Amazon Free Samples as a New Advertising Model

Amazon Free Samples Targeted Sampling Comes

On the other hand, this strategy would bring more revenue to the retail giant: in Amazon’s free sample program advertisers would pay for this sample delivery “service” as they now pay for visual ads.

Sellers and brands would also gain an advantage, as Amazon’s free samples would be made available to those consumers known to have a high probability of consuming. Thanks to the valuable data the marketplace has on its customers, coming not only from the search or purchase history, but also from the Shopping Cart or Wish List.

This Amazon free sample program would be an advertising model that would allow them to compete with other giants of  this category, but at another level, in the field of direct marketing.

It is simply brilliant, because in this way Amazon would add the income obtained by this way to those that it already receives by advertising, assuring, in addition, a greater probability of conversion than through visual advertising.

In addition, thanks to this, it would gain quota in terms of buying and selling packaged products, where it is not strong.

Amazon’s free samples would be much more effective than Facebook or Google ads for this type of consumables.

In addition, there is speculation that Amazon sellers would have the ability to automate campaigns, thanks to a technology that developers would already be working on.

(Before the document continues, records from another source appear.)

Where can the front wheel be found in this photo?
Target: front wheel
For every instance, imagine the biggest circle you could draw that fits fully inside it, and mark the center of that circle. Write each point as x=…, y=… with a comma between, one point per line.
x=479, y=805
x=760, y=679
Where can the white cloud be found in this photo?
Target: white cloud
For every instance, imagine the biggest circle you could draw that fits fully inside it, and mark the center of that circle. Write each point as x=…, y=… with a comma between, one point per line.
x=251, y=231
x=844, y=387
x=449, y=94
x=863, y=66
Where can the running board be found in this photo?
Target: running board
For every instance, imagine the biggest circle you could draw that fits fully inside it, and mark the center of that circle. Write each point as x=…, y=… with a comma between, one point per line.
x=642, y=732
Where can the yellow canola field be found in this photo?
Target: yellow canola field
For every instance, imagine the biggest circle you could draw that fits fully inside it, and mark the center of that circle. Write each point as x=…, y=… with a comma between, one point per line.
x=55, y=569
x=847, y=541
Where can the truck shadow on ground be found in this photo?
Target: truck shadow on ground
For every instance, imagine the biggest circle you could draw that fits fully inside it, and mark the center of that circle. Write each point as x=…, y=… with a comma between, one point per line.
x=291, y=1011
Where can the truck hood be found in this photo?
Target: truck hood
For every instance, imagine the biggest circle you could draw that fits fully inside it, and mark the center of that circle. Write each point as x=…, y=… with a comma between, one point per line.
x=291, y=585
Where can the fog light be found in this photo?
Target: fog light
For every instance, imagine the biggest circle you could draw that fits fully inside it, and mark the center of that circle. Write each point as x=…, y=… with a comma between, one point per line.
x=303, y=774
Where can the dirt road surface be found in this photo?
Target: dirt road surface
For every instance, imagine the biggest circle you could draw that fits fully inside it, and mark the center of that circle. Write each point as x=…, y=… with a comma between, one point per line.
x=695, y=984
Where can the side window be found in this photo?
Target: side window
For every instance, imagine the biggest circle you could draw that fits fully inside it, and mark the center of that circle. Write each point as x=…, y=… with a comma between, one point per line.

Free samples of Amazon and its Impact on Privacy

In light of this fact, speculation arises regarding the issue of privacy, as there is no shortage of those who see an impediment in the zeal with which many consumers preserve their data.

First of all, it should be noted that users of the platform have the possibility to indicate that they do not wish to receive free samples from Amazon, because, although consent to receive samples is a default when creating an account, it is possible to revoke it in the configuration section.

However, my opinion is that the issue of privacy will have a low incidence: customers already give up their data when they make the purchase and, in addition, are increasingly aware that they are used for the guidance of ads or ranking SERP.

In the case of Amazon’s free samples, the only thing that changes is that the user receives a free product. It may surprise at first to receive something that has not been bought, but it is possible to think that this human being will soon get used to the gifts.

After all, no one is bitter about a candy. Right?